The mathematics of machine learning and deep learning. Sanjeev aroras deep learning theory tutorial and ben recths optimization tutorial were both excellent id suggest taking a look at each if you get time. Limitations of deep learning towards ai best artificial. How can we adapt deep learning to new domains in a principled way.
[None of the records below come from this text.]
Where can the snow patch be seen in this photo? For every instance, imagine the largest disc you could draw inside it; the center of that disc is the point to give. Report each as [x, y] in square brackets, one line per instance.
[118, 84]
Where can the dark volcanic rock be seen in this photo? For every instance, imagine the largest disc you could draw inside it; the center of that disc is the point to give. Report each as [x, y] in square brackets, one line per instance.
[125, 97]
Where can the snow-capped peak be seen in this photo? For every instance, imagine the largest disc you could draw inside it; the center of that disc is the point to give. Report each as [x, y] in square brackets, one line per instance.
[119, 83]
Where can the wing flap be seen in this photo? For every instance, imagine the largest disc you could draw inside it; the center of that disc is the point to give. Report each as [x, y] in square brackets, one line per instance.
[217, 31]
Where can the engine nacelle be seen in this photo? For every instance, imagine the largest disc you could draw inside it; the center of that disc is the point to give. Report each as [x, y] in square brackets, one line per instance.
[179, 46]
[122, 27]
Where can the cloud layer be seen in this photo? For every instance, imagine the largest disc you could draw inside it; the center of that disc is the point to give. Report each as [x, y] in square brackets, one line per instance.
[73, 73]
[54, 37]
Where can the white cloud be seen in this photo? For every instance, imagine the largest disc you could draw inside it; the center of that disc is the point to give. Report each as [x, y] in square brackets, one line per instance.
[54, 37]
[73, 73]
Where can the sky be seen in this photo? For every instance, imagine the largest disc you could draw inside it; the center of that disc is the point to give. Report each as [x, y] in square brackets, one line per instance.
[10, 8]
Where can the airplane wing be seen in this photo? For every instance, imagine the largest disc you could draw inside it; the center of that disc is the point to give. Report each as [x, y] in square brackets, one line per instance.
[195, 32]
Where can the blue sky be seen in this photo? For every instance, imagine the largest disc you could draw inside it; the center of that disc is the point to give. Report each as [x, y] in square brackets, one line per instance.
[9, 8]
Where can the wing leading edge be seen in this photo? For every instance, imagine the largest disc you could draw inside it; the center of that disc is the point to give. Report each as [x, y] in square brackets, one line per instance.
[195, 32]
Paper 1 by agrarwal et al and paper 2 by carmon et al. Toward theoretical understanding of deep learning sanjeev arora. Nonblack box analyses of simpler problems subcases of simple neural nets. Du, wei hu, zhiyuan li, ruslan salakhutdinov, ruosong wang on. Implicit acceleration by overparameterization sanjeev arora nadav cohen elad hazan 2018 tutorial. Deep learning frameworks a framework is environment that is built by system software to give platform to programmer for developing and deploying their applications. Sanjeev arora born january 1968 is an indian american theoretical computer scientist who is best known for his work on probabilistically checkable proofs and, in particular, the pcp theorem. Sanjeev arora nadav cohen elad hazan 2018 tutorial.
Sanjeev satheesh machine learning landing ai linkedin. Deeplearningfree text and sentence embedding, part 2 jun 25, 2018 sanjeev arora, mikhail khodak, nikunj saunshi. We start with sparse linear representations, and give the rst algorithm for dictionary. Facebooks ai guru lecun imagines ais next frontier. Compressibility and generalization in largescale deep. Indeed, the current state of deep learning theory is like the fable the blind men and the elephant. Deep learning frameworks enable the programmer to built and test their deep learning based applications.
Feb 14, 2018 deep nets generalize well despite having more parameters than the number of training samples. From the viewpoint of machine learning theory, the novelty in this project is the focus on unsupervised settings by contrast, many traditional frameworks in learning theory such as pac, svms, online learning, etc. Provable algorithms for machine learning problems rong ge a dissertation presented to the faculty. Sanjeev arora, david steuer, and constantinos daskalakis. Understanding deep learning requires rethinking generalization. Provable algorithms for machine learning problems rong ge a dissertation presented to the faculty of princeton university in candidacy for the degree of doctor of philosophy recommended for acceptance by the department of computer science adviser. The group meets two hours a week at in tbd and is currently limited to tbd num members members.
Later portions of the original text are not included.